Iron palstaves with and without loops, some of them closely approximating to the form of Fig. 85, but others more like the ordinary Italian form of palstave, with a broad chisel-like blade, have been found in the cemetery of Hallstatt.[343] In a specimen in my own collection the side flanges are ornamented with transverse ribs, precisely like those on some of the bronze palstaves from the same locality. In one instance the upper part with the flanges is of bronze, and the lower part of the blade of iron or steel.

This form of instrument, with a section in the form of the letter H above, though easily cast, must have been extremely difficult to forge; and though we can readily trace its evolution in cast bronze, it so ill accorded with the necessary conditions for the profitable working of malleable iron that it seems soon to have disappeared when iron came into general use. The fact of the form occurring at all in iron shows that the iron instruments were made in imitation of those in bronze, and not the bronze in imitation of the iron. The same observation holds good with the iron socketed celts, spear-heads, and swords from the same cemetery.

Looped palstaves, without sufficient details being given of their types, are recorded to have been found in Harewood Square, London,[344] Oxford,[345] Devonshire,[346] and with socketed celts, near Kidwelly,[347] Caermarthen.

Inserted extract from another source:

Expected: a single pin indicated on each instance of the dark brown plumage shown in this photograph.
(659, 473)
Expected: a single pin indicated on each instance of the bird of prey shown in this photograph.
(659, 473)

A looped palstave rather like Fig. 75 is said to have been found in a barrow near St. Austell,[348] Cornwall, in 1791, but no details are given.

Palstaves provided with a loop on either side are of rare occurrence in the British Islands.

A specimen found in 1871 at Penvores,[349] near Mawgan-in-Meneage, Cornwall, is engraved as Fig. 86. In character it closely resembles that from Brassington, Fig. 76, the main difference consisting in its second loop. This specimen, with another from Cornwall and two from Ireland, was exhibited to the Society of Antiquaries in 1873, and is now in the British Museum. In the same collection is another, 6½ inches long, somewhat lighter below the stop-ridge, and having the central rib less fully developed on the blade. It was found in Somersetshire in 1868, in making the Cheddar Valley line of railway. Another found in 1842, near South Petherton,[350] in the same county, is in the possession of Mr. Norris at that place.

——— Fig. 86.—Penvores. ½ ———— Fig. 87.—West Buckland. ½

Another example, shown in Fig. 87 was found at West Buckland,[351] Somersetshire, and is in the collection of Mr. W. A. Sanford. With it were discovered a torque (Fig. 468,) and a bracelet, (Fig. 481,) and also some charcoal and burnt bones, but there was no sign of any tumulus. Irish specimens will be subsequently mentioned.